In the USA, all eyes have naturally been on Las Vegas, a city whose economy is built almost entirely around casinos and gambling. In a bid to try and bring tourists and high rollers back to the city as soon as possible, the Mayor of Las Vegas, Carolyn Goodman, has offered up the city as an experimental control group for the easing of social distancing measures. Unsurprisingly, this is a move that proved controversial, and has faced serious backlash from both politicians and the public.

Online casino and poker custom see dramatic increase

While brick and mortar casinos find themselves in dire straits, online casinos in the US have seen dramatic rises in members and cashflow. New Jersey’s Department of Gaming Enforcement reported that gross gaming revenue is  up 64.4% for online casinos. Industry giants 888 Holdings have seen the popularity of their online casino and poker games increase also, which has led to a 32% increase in shares.
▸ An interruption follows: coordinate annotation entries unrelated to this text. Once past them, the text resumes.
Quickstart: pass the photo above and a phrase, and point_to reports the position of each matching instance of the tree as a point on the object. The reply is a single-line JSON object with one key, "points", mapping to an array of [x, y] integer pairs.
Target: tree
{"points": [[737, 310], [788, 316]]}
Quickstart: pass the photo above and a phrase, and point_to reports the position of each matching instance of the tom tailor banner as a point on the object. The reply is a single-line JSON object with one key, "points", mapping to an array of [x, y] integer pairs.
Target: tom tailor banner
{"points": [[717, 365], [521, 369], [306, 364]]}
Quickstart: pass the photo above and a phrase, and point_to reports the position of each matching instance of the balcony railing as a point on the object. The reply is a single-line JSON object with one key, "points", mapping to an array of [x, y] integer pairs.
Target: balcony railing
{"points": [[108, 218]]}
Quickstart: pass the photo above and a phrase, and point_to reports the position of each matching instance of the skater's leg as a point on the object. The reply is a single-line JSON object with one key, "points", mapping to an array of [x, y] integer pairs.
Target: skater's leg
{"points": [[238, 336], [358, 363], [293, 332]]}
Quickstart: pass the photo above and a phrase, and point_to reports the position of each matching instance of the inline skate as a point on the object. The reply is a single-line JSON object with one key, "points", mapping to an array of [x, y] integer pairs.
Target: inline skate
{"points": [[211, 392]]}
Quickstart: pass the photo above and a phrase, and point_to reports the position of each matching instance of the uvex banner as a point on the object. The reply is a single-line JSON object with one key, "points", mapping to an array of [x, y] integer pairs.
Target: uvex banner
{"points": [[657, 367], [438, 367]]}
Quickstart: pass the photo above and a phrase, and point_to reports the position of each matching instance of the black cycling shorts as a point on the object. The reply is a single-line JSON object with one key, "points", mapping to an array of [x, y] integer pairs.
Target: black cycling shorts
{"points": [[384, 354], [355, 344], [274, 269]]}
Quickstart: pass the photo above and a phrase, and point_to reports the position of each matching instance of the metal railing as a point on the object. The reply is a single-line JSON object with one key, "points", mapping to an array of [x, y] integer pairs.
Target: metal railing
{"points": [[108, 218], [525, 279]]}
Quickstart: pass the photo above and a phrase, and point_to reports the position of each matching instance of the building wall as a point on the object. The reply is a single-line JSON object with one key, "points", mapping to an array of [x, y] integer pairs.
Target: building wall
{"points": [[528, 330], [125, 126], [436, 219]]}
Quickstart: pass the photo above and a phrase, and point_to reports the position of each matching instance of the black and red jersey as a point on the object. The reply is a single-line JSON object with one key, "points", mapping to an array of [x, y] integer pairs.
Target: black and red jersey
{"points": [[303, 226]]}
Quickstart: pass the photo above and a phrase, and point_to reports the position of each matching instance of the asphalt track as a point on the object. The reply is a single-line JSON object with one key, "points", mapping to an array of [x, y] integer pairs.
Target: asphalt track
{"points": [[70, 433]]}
Sports shutdown see online betting down

The rise in online casino and poker gaming is unlikely to do enough to make up for the loss of revenue that online sports betting looks set to suffer in 2020. As social distancing laws have become the norm in countries across the globe, sport has ground to a halt worldwide. A lack of sport to bet on has led (and will inevitably lead to more) losses. While the increase in online casino players does help, it’s doubtful that it will make up for the lost revenue from major sporting events that are not taking place. While the Belarussian and Nicaraguan football leagues have experienced newfound popularity among punters, it’s highly unlikely they will even come close to replacing profits that will be missed from major sporting events. With Euro 2020, the Olympics and Fury vs Wilder III already cancelled, it looks certain that no major sporting events will be held before the end of the year.

Look on the brightside 

With the German Bundesliga looking to restart in May behind closed doors and New Zealand reopening their racetracks, there is some hope that things may start to pick up from here on in. What's more, all of the cancelled events in 2020 will likely be rescheduled sometime in 2021, so there’s hope for a brighter future yet.